Bei seinen vor Schlaflosigkeit weit aufgerissenen Augen sah Maurice jetzt übrigens nichts als die Finsternis, in der die Biwakfeuer aufzuleuchten begannen. Trotzdem unterschied er doch noch jenseits des blassen Bandes der Maas die unbeweglichen Schattenrisse der Schildwachen. Sie standen aufrecht und schwarz im klaren Lichte der Sterne da; in regelmäßigen Abständen tönte ihr aus der Kehle kommender Ruf zu ihm herüber, der Ruf drohender Wachsamkeit, der sich in dem mächtigen Rauschen des Flusses verlor. Der ganze vor zwei Nächten durchlebte Alpdruck stand wieder vor ihm auf, als diese harten, fremdartigen Silben durch die schöne Sternennacht Frankreichs tönten, alles, was er noch vor einer Stunde geträumt hatte, die noch von Toten vollgehäufte Hochebene von Illy, die ganze fluchbeladene Bannmeile von Sedan, in der eine Welt zusammengebrochen war. Wie er so in der Feuchtigkeit dieses Waldrandes den Kopf gegen eine Baumwurzel stützte, verfiel er wieder in dieselbe Hoffnungslosigkeit, die ihn am Tage vorher auf Delaherches Sofa ergriffen hatte; was ihn aber jetzt quälte und seinen Stolz noch mehr leiden ließ, war die Frage nach dem Morgen, die Sucht, einen Maßstab für den Zusammenbruch zu gewinnen, zu wissen, unter welchen Trümmern diese Welt von gestern zusammengestürzt war. Nachdem der Kaiser dem König Wilhelm seinen Degen übergeben hatte, war da dieser abscheuliche Krieg nicht aus? Aber er dachte daran, was ihm zwei bayrische Soldaten geantwortet hatten, die die Gefangenen nach der Halbinsel brachten: »Wir alle in Frankreich, wir alle nach Paris!« In seinem Halbschlafe kam plötzlich eine Erscheinung der augenblicklichen Vorgänge über ihn: das Kaiserreich weggefegt, unter allgemeinen Flüchen fortgeschwemmt, und die Republik unter einem Ausbruch patriotischen Fiebers ausgerufen, wobei die Sage von 92 ihre Schatten an ihm vorüberziehen ließ, die Soldaten der Massenerhebung, die Heere von Freiwilligen, die den vaterländischen Boden von allem Fremden reinigten. All das verwirrte sich in seinem armen, kranken Kopfe, die Forderungen der Sieger, die Bitterkeit des Besiegtseins, der hartnäckige Wunsch der Besiegten, sich bis zum letzten Blutstropfen hinzugeben, die Gefangenschaft für die achtzigtausend Mann, die hier lagen, zuerst auf dieser Halbinsel, dann in den deutschen Festungen, Wochen, Monate, vielleicht Jahre lang. Alles krachte und stürzte für ewig in den Abgrund dieses schrankenlosen Unglücks hinab.

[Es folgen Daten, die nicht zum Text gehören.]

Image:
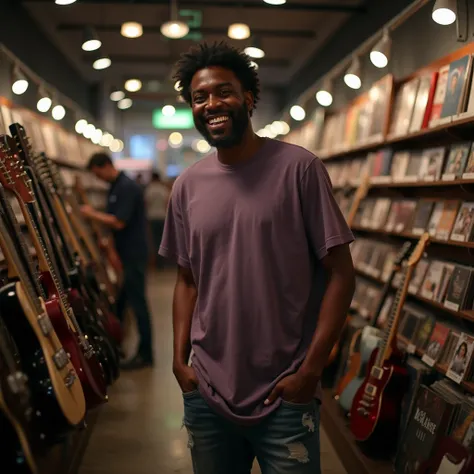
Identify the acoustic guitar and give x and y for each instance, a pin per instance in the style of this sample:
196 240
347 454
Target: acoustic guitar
375 411
74 341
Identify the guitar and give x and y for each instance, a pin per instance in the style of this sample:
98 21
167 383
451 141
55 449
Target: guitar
16 411
57 396
369 338
80 351
360 194
84 300
375 411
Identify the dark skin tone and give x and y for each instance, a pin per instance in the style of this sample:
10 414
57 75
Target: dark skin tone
215 91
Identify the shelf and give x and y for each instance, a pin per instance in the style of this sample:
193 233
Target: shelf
426 133
335 425
465 314
409 235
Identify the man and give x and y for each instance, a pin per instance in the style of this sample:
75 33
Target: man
265 279
125 215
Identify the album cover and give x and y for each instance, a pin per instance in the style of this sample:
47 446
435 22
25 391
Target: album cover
461 359
446 222
469 170
422 216
435 218
422 101
400 163
459 294
453 100
436 344
462 230
432 280
456 161
440 94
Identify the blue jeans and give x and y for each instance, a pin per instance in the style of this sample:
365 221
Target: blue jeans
287 442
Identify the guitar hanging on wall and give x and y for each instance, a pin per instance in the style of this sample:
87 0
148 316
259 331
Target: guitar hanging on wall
375 411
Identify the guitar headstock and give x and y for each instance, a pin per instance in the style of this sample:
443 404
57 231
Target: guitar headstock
12 174
419 250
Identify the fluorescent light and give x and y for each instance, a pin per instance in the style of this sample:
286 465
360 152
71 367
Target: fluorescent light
117 95
125 103
444 12
131 29
58 112
297 113
168 110
174 29
133 85
238 31
81 126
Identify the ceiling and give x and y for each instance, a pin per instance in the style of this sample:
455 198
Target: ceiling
290 34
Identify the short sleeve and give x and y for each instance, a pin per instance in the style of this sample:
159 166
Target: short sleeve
173 243
325 224
127 200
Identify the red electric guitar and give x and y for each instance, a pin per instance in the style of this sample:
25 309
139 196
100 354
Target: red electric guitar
375 412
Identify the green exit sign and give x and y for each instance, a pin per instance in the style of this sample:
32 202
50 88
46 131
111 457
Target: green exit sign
181 120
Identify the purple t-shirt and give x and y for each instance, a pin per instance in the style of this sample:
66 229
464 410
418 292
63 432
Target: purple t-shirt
252 235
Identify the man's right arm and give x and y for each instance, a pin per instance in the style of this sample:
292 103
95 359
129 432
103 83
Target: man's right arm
184 300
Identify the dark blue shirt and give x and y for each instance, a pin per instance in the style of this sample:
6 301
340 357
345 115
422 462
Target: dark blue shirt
127 204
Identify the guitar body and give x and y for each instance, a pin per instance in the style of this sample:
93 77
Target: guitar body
15 412
57 396
86 364
376 408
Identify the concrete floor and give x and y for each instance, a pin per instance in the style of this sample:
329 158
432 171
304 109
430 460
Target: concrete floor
139 430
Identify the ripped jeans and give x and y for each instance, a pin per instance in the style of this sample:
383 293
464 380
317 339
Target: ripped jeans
287 442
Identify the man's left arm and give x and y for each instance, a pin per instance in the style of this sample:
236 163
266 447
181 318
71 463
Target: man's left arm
329 237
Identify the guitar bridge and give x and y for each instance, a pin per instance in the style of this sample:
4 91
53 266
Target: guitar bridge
61 359
45 324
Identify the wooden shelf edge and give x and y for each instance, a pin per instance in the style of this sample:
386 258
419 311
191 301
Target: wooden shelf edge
335 426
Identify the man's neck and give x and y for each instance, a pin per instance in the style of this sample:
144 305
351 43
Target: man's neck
243 151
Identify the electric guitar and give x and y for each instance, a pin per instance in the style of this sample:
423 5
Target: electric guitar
369 338
57 397
74 341
375 412
16 411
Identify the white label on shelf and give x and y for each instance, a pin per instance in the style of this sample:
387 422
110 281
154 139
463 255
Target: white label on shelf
451 305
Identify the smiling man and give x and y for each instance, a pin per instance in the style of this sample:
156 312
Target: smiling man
265 279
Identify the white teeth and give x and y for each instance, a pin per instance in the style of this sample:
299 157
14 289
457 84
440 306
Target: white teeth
216 120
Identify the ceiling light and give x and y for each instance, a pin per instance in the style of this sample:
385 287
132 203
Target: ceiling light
297 113
168 110
58 112
444 12
102 62
324 95
131 29
20 83
125 103
88 131
174 29
352 76
133 85
238 31
117 95
91 41
175 139
81 126
381 51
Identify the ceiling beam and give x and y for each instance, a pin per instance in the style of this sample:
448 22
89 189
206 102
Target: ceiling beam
261 32
247 4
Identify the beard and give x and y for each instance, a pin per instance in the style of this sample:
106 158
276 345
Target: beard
239 121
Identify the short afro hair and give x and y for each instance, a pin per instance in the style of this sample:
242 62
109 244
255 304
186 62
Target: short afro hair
221 55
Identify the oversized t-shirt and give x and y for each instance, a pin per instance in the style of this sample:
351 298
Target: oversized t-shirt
253 235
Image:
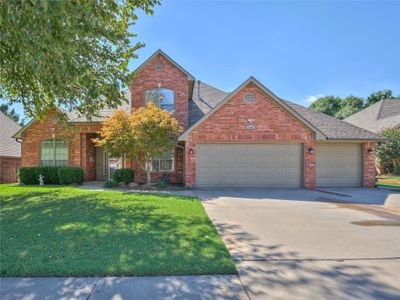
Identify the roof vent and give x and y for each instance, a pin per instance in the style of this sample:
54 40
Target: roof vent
159 66
249 98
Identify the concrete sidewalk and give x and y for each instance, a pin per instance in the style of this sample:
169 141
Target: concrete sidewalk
156 287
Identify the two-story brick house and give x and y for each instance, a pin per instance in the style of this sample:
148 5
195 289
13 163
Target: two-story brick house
246 138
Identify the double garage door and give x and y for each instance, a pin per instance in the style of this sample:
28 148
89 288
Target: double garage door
249 165
275 165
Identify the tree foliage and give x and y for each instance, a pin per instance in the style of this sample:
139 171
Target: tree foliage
11 113
390 149
72 54
343 108
378 96
348 106
148 132
329 105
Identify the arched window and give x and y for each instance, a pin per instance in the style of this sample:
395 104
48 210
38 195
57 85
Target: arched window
164 98
54 153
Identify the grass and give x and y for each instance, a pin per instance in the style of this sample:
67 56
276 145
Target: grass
388 177
66 231
390 184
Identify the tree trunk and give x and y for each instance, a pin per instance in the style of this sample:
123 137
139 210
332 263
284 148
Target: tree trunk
148 182
148 170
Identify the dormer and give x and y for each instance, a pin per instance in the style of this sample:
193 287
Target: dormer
163 81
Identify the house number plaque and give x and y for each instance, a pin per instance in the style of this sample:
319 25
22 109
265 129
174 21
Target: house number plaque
250 124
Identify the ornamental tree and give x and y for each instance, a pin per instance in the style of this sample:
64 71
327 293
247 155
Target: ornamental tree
390 149
72 54
148 132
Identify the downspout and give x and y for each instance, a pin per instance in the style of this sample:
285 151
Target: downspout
184 160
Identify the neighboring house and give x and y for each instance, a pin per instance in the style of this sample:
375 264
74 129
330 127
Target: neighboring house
378 116
246 138
10 150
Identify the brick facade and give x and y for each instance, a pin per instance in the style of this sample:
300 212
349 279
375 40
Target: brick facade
9 166
170 77
81 150
369 170
272 124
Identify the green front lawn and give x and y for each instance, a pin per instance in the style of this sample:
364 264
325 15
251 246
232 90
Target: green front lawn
66 231
393 184
388 177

Der Ruf der Schildwachen kam allmählich auf ihn zu, brach dann vor ihm aus, um in der Ferne zu verhallen. Er war wieder aufgewacht und drehte sich auf der harten Erde um, als ein Schuß die große Stille zerriß. Sofort klang ein Todesröcheln durch die Nacht; das Wasser spritzte auf in dem kurzen Kampf eines senkrecht untersinkenden Körpers. Zweifellos ein Unglücklicher, der eine Kugel gerade mitten in die Brust gekriegt hatte, als er über die Maas zu schwimmen versuchte, um zu fliehen.

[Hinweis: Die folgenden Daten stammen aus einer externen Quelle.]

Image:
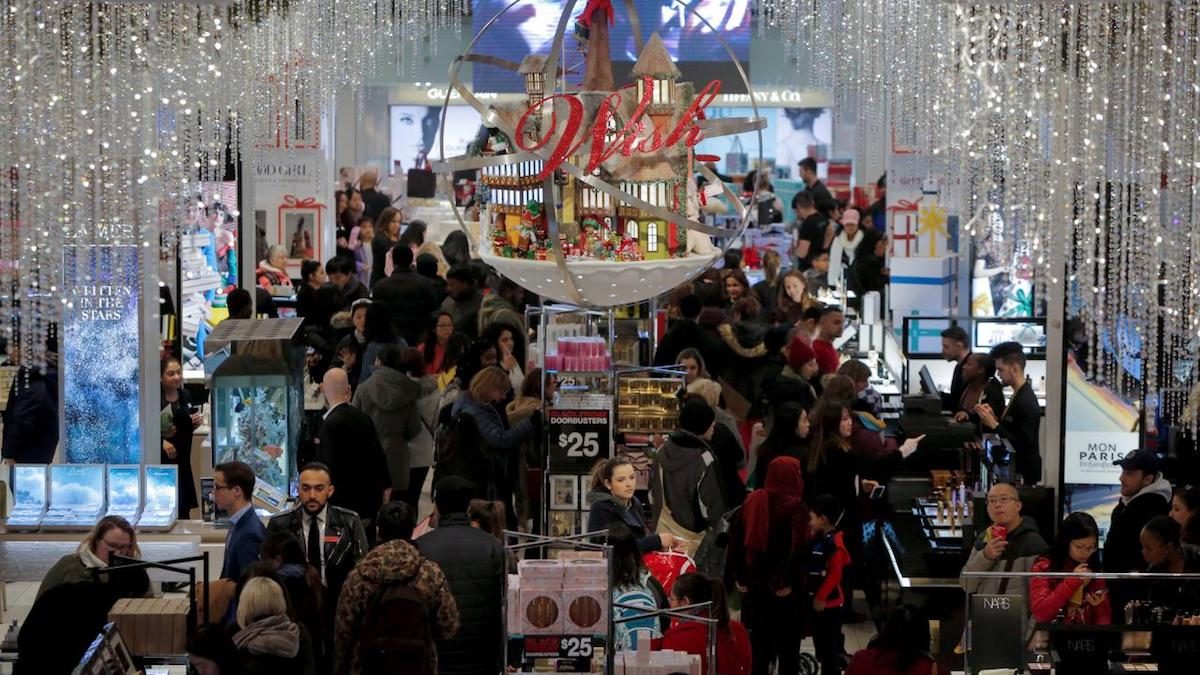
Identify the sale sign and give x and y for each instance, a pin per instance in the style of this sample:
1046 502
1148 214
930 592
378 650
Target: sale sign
577 438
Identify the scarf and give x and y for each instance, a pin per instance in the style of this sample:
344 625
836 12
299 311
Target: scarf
781 496
273 635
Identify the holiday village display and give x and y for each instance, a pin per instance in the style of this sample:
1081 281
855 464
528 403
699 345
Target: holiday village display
588 191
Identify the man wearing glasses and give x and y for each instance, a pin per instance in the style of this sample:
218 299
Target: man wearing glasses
232 490
1011 544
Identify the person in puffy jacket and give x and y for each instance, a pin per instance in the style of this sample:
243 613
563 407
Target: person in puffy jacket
390 399
1077 599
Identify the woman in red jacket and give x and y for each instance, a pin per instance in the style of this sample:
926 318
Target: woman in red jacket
691 637
1074 599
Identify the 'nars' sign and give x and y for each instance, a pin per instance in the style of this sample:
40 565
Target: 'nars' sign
1089 455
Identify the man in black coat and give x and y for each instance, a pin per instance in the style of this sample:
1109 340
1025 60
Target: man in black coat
1019 422
349 446
474 566
408 296
1144 495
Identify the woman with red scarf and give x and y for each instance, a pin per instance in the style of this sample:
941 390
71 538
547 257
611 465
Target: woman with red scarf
767 557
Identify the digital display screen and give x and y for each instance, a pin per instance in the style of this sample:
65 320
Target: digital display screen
162 488
528 28
29 487
124 488
77 487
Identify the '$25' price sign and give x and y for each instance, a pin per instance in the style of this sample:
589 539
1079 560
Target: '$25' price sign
579 437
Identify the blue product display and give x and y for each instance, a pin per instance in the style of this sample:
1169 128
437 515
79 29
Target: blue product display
161 490
28 496
77 496
125 491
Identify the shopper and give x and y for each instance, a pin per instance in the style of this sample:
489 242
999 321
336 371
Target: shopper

Am folgenden Morgen war Maurice bei Sonnenaufgang schon auf den Beinen. Der Himmel war klar geblieben, und er wollte nun schleunigst Jean und die Kameraden von seiner Kompanie wiederfinden. Einen Augenblick dachte er daran, abermals das Innere der Halbinsel zu durchstöbern; dann aber entschloß er sich, seinen Rundmarsch zu vollenden. Und als er sich wieder am Kanalufer einfand, sah er die Überreste der 106er, so etwa tausend Mann, an der Böschung gelagert, wo sie nur die dürftige Pappelreihe schützte. Hätte er sich gestern links gewendet, anstatt geradeaus zu gehen, so würde er sein Regiment sofort getroffen haben. Fast alle Linienregimenter lagen hier auf einem Haufen an der sich vom Glaireturm bis zum Schloß von Villette nach der Seite von Donchery hinziehenden Böschung, das ein anderes bürgerliches, von etwas altem Gemäuer umgebenes Besitztum darstellte; sie biwakierten alle nahe bei der Brücke, dem einzigen Ausgang, in dem Drange nach Freiheit, durch den große Herden an der Schwelle ihrer Gehege an den Eingängen zum Erdrücken getrieben werden.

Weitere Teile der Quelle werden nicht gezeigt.